Re: [PATCH v3 3/7] merge: do not abort early if one strategy fails to handle the merge

Ævar Arnfjörð Bjarmason <avarab@xxxxxxxxx> · Tue, 26 Jul 2022 08:54:29 +0200

On Mon, Jul 25 2022, Elijah Newren wrote:

> On Mon, Jul 25, 2022 at 4:06 AM Ævar Arnfjörð Bjarmason
> <avarab@xxxxxxxxx> wrote:
>>
> [...]
>>
>> I'm re-rolling ab/leak-check, and came up with the below (at the very
>> end) to "fix" a report in builtin/merge.c, reading your commit message
>> your fix seems obviously better.
>>
>> Mine's early WIP, and I e.g. didn't notice that I forgot to unlock the
>> &lock file, which is correct.
>>
>> I *could* say "that's not my problem", i.e. we didn't unlock it before
>> (we rely on atexit). The truth is I just missed it, but having said that
>> it *is* true that we could do without it, or do it as a separate chaneg.
>>
>> I'm just posting my version below to help move yours forward, i.e. to
>> show that someone else has carefully at least this part.
>
> "has carefully ... at least this part" ?
>
> I think you have a missing verb there.

"reviewed", sorry.

>> But it is worth noting from staring at the two that your version is
>> mixing several different behavior changes into one, which *could* be
>> split up (but whether you think that's worth it I leave to you).
>>
>> Maybe I'm the only one initially confused by it, and that's probably
>> just from being mentally biased towards my own "solution". Those are (at
>> least):
>>
>>  1. Before we didn't explicitly unlock() before exit(), but had atexit()
>>     do it, that could be a one-line first commit.

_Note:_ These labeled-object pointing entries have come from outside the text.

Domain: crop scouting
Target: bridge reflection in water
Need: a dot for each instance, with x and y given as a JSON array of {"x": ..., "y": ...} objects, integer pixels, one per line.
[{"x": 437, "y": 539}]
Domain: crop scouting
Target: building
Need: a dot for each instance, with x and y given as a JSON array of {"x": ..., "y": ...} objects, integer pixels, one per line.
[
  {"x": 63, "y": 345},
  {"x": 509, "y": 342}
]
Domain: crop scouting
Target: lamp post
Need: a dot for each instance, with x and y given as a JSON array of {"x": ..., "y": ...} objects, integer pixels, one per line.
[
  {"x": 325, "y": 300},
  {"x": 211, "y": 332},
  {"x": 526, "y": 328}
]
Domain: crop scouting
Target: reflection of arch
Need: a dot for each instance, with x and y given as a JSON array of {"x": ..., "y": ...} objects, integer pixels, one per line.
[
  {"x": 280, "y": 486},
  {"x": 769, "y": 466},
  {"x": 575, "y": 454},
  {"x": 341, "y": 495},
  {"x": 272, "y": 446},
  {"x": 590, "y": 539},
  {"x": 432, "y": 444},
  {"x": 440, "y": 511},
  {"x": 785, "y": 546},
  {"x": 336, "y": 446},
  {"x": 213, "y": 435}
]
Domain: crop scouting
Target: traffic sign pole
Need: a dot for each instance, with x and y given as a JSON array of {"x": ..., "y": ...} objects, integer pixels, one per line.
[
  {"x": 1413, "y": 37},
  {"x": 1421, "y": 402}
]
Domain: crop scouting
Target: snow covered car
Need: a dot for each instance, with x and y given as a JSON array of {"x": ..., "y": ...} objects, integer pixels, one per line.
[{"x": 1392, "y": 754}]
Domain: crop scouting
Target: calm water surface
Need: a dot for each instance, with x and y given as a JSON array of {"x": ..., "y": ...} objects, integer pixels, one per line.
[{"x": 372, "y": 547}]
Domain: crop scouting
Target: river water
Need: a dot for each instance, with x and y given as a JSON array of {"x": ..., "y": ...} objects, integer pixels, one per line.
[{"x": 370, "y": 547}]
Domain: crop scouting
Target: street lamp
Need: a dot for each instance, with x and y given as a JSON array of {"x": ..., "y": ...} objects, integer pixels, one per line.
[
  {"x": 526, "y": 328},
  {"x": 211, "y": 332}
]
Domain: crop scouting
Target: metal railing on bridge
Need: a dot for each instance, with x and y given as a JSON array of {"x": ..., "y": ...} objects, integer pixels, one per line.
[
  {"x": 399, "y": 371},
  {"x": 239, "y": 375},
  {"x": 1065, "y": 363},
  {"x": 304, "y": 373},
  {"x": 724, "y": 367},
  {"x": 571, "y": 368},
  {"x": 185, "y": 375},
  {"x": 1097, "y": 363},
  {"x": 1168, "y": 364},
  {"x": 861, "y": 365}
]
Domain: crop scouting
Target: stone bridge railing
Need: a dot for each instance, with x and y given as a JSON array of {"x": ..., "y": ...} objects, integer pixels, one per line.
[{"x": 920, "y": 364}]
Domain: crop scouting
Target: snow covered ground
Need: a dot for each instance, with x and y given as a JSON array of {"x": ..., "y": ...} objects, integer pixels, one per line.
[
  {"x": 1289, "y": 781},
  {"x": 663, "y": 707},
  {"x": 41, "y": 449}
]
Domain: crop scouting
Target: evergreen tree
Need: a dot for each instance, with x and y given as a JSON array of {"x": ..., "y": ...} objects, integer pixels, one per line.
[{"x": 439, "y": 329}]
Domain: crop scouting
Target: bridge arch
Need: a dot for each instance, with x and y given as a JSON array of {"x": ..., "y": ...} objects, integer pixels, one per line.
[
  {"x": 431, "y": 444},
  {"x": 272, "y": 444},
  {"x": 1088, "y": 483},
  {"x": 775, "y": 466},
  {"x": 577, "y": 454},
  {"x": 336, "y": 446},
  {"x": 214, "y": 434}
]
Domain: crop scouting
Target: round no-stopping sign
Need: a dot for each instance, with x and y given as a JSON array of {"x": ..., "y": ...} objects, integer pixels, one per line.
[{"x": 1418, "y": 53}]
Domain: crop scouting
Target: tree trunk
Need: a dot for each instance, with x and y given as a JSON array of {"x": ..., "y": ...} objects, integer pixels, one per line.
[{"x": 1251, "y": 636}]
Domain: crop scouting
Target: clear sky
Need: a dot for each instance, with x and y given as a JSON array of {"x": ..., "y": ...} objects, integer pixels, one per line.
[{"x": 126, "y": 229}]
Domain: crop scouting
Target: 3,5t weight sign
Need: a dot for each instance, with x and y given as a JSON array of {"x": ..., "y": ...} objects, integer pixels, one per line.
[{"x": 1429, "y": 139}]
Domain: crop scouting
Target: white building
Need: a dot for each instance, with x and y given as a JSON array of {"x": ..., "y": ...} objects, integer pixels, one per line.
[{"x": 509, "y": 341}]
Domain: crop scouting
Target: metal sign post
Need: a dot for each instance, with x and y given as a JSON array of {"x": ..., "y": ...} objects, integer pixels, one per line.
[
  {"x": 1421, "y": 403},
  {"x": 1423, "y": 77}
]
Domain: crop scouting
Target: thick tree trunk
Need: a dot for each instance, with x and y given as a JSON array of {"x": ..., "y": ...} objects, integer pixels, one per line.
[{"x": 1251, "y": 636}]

This change is
>>     obviously good.
>
> That'd be fine.  (Though at this point, I'd rather not mess with the
> series more.)

That's completely fine, to be clear(er) what I'm walking through here is
my review process & potential edge cases I discovered, but I think your
patch as-is does it all correctly.

>>  2. A commit like mine could come next, i.e. we bug-for-bug do what we
>>     do do now, but just run the "post-builtin" logic when we return from
>>     cmd_merge().
>>
>>     Doing it as an in-between would be some churn, as we'll need to get
>>     rid of "early_exit" again, but would allow us to incrementally move
>>     forward to...
>
> So, add a step that makes it glaringly obvious that the code is not
> only buggy but totally at odds with itself?
>
> builtin/merge.c was designed to allow pluggable backends and to
> automatically pick the "best" one if more than one is specified.  We
> had a bug in one line of code that defeated the design, by making it
> not bother consulting beyond the first failed backend in some cases.
> That's the bug I'm trying to address.  Your patch would make the
> inconsistency with the design both bigger and more obvious; I don't
> see how it's a useful step to take.
>
> Now, the existing design might be questionable.  In fact, I'm not sure
> I like it.  But I think we should either change the design, or fix
> things in a way that improves towards the existing design.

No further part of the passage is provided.